This arises because:
* Science is by definition the pursuit of natural (i.e. non-theological) explanations for natural phenomena; while
* Theology can be viewed as trying to understand the world through revelation, both transmitted and lived.


How does that assign accountability?

Science's accountability is to the entirety of independent observation. However, theology has virtually no accountability except possibly to the theologians who propagate it. So we have the bizarre situation of theologians saying "We understand your world, and if you don't believe we do, ask us."

So science is the best judge of if theology is as good as science.

Say rather that the measure of accountability is evidence, and science is defined as the discipline of evidentiary accountability.

Course It was the church that gave birth to Science and Methodological Naturalism (not materialism).

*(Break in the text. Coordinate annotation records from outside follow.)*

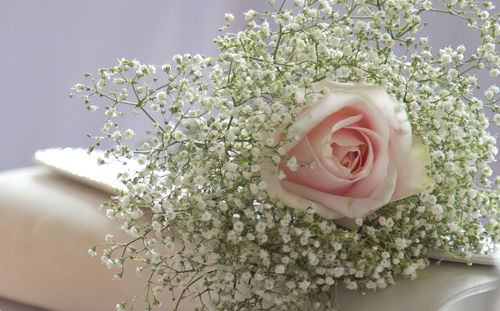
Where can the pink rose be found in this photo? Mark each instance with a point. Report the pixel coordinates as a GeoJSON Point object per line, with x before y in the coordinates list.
{"type": "Point", "coordinates": [353, 152]}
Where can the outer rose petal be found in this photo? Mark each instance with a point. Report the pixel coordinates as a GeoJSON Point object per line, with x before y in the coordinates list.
{"type": "Point", "coordinates": [398, 160]}
{"type": "Point", "coordinates": [330, 205]}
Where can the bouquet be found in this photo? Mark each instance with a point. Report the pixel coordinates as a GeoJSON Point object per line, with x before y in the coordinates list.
{"type": "Point", "coordinates": [326, 145]}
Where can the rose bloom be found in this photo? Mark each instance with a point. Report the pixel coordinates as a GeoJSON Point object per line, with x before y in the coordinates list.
{"type": "Point", "coordinates": [352, 152]}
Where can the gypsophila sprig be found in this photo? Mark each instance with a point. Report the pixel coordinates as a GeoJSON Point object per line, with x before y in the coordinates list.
{"type": "Point", "coordinates": [199, 213]}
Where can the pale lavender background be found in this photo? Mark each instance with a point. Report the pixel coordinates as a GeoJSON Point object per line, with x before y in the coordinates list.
{"type": "Point", "coordinates": [46, 46]}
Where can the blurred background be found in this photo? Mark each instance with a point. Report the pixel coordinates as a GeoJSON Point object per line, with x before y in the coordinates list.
{"type": "Point", "coordinates": [47, 45]}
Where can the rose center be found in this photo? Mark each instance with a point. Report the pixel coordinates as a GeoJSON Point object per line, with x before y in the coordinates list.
{"type": "Point", "coordinates": [352, 158]}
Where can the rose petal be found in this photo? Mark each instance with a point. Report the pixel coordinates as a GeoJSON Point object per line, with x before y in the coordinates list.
{"type": "Point", "coordinates": [331, 205]}
{"type": "Point", "coordinates": [376, 167]}
{"type": "Point", "coordinates": [275, 190]}
{"type": "Point", "coordinates": [319, 178]}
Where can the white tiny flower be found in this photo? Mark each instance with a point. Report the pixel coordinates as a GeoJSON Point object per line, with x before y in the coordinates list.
{"type": "Point", "coordinates": [128, 133]}
{"type": "Point", "coordinates": [279, 269]}
{"type": "Point", "coordinates": [161, 95]}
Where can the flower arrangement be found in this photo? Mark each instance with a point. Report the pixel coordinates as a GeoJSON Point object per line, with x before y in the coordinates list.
{"type": "Point", "coordinates": [327, 144]}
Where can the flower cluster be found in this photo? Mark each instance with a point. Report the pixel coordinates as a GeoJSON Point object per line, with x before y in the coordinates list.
{"type": "Point", "coordinates": [203, 219]}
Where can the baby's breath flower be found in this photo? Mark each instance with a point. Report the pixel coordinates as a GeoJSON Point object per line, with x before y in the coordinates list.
{"type": "Point", "coordinates": [198, 205]}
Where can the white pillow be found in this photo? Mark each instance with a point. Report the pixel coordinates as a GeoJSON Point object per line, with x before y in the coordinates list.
{"type": "Point", "coordinates": [47, 225]}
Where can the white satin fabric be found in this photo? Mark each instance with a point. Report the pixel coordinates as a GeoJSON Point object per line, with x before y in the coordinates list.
{"type": "Point", "coordinates": [48, 222]}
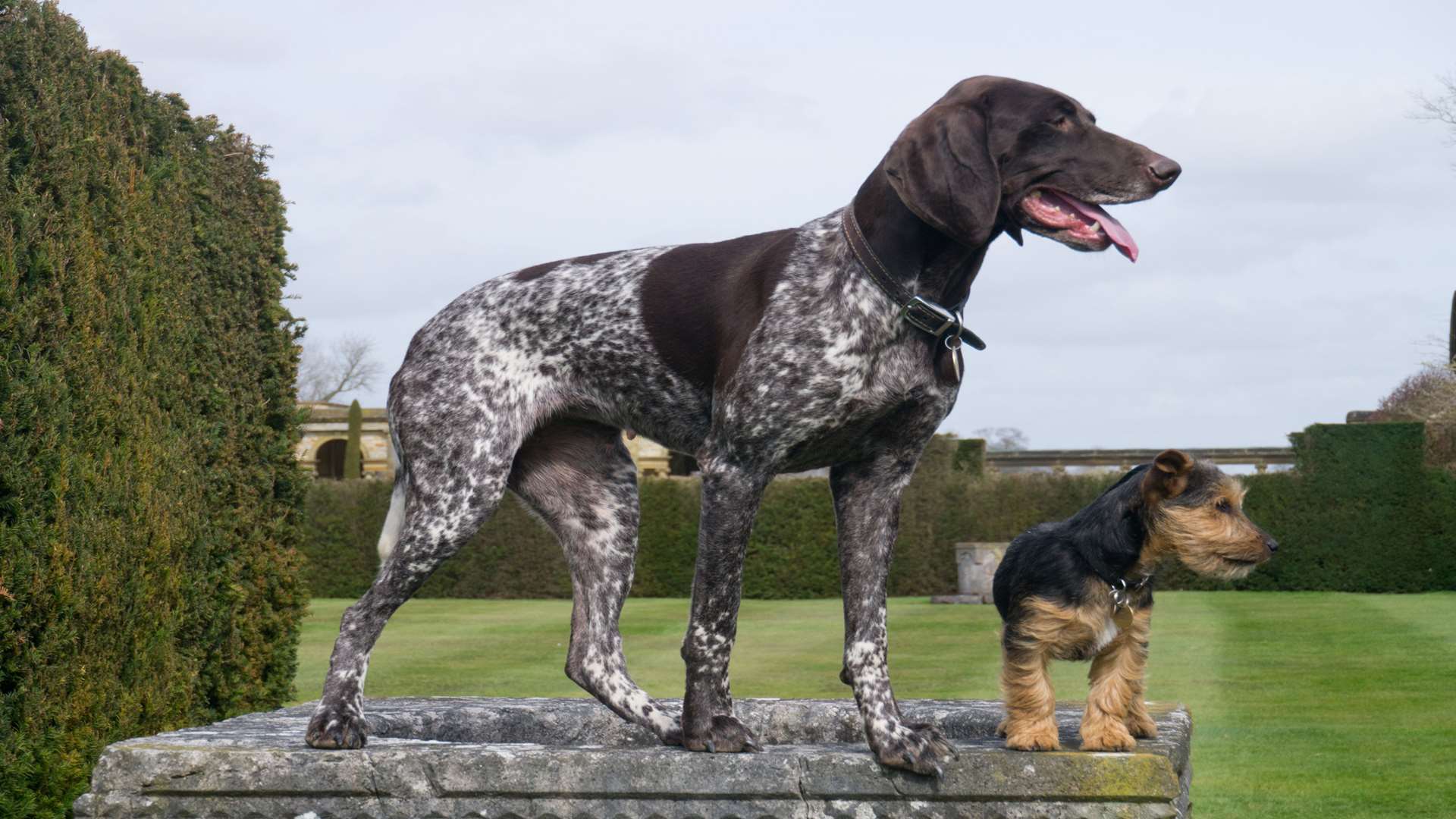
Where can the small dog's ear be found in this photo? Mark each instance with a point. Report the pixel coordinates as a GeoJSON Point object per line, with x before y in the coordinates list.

By 'church' you must mean the church of Thales of Miletus [https://en.wikipedia.org...], or perhaps the churches of Vaisheshika [https://en.wikipedia.org...] and Nyaya [https://en.wikipedia.org...] Hinduism?

You should have said that Christians continued to explore methodological naturalism, because it's true -- some did. Intellectually stagnant for centuries under incontestable theological revelation, some eventually rediscovered pre-Christian thought, and began to retrace it, not realising it would take them away from theological supremacism.

Science and Theology are not mutually exclusive. They are epistemically distinct.

Please explain how you feel the tabula rasa of empiricism and the assumed authority of revelation are ethically compatible.

For that you'll first need to explain what you think ethics means, and what it means to pursue theology ethically.

I very much look forward to that account.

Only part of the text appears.